NAS, SAN, and AoE
Static web content, sound and video graphics, application server code, and other data is often needed by a number of servers. Using a central disk storage system that all servers can access can make a lot of sense in these cases. (For one thing, the individual web servers can be smaller and cheaper, often reduced to a blade server.) Such a centralized storage system is fundamental to cluster and grid computing solutions. (HCC uses a rack-mounted disk storage device capable of operating dozens of plug-in hard drives.)
Benefits of Centralized Storage
Administrating all of the storage resources in high-growth and mission-critical environments can be daunting and very expensive. Centralizing data storage operations and their management has many benefits. Centralizing storage can dramatically reduce the management costs and complexity of these environments while providing significant technical advantages.
Providing large increases in storage performance, state-of-the-art reliability and scalability are primary benefits. Performance of centralized storage can be much higher than traditional direct attached storage because of the very high data transfer rates of the electrical interfaces used to connect devices in a SAN (such as Fibre Channel).
Performance gains arise from this flexible architecture, such as load balancing and LAN-free backup.
Even storage reliability and availability can be greatly enhanced using techniques such as:
· Redundant I/O paths
· Server clustering
· Run-time data replication (local and/or remote)
Adding storage capacity and other storage resources can be accomplished easily usually without the need to shut down or even quiese (stop disk activity without a complete shutdown) the server(s) or their client networks.

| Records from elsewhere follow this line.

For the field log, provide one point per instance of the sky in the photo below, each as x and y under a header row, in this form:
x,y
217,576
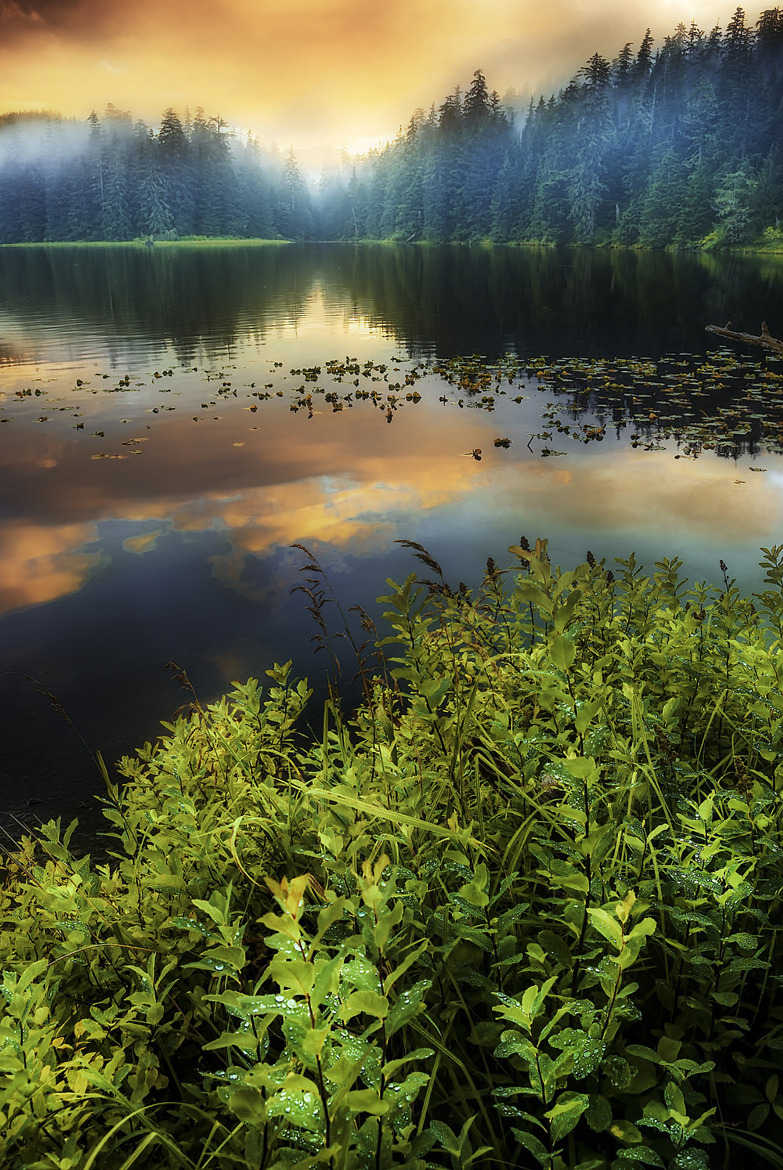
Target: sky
x,y
317,75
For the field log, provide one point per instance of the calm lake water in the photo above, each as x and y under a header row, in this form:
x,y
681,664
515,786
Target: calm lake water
x,y
159,454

These features can quickly add up to large cost savings, fewer network outages, painless storage expansion, and reduced network loading.
Storage management software can provide many features, including:
· Storage Management
· Storage Monitoring (including "phone home" notification features)
· Storage Configuration
· Redundant I/O Path Management
· LUN Masking and Assignment
· Serverless Backup (a.k.a. 3rd party copying)
· Data Replication (both local and remote)
· Shared Storage (including support for heterogeneous platform environments)
· RAID configuration and management
· Volume and file system management (creating software RAID volumes on JBODs (just a bunch of disks), changing RAID levels “on-the-fly”, spanning disk drives or RAID systems to form larger contiguous logical volumes, file system journaling for higher efficiency and performance)
A number of technologies exists to allow outside the box disk storage. However, no matter which storage solution is chosen some technologies are common to all. These include SCSI and RAID.
RAID on Linux is managed by md (multi-disk) devices. Note this applies to kernel-managed software
RAID only, and should only be used for RAID 0 (stripping). (And since LVM supports stripping directly,
you don’t even need this!) Hardware RAID
is seen by the kernel as a single disk. The
mdadm configuration file tells
an mdadm process running in monitor
mode how to manage the hot spares, so that they’re ready to replace any failed
disk in any mirror. See spare groups in the mdadm man page.
The startup and shutdown scripts for RAID are easy to
create. The startup script simply
assembles each mirrored pair RAID 1, assembles each RAID 0 and starts an mdadm monitor process. The
shutdown script stops the mdadm
monitor, stops the RAID 0s and, finally, stops the mirrors.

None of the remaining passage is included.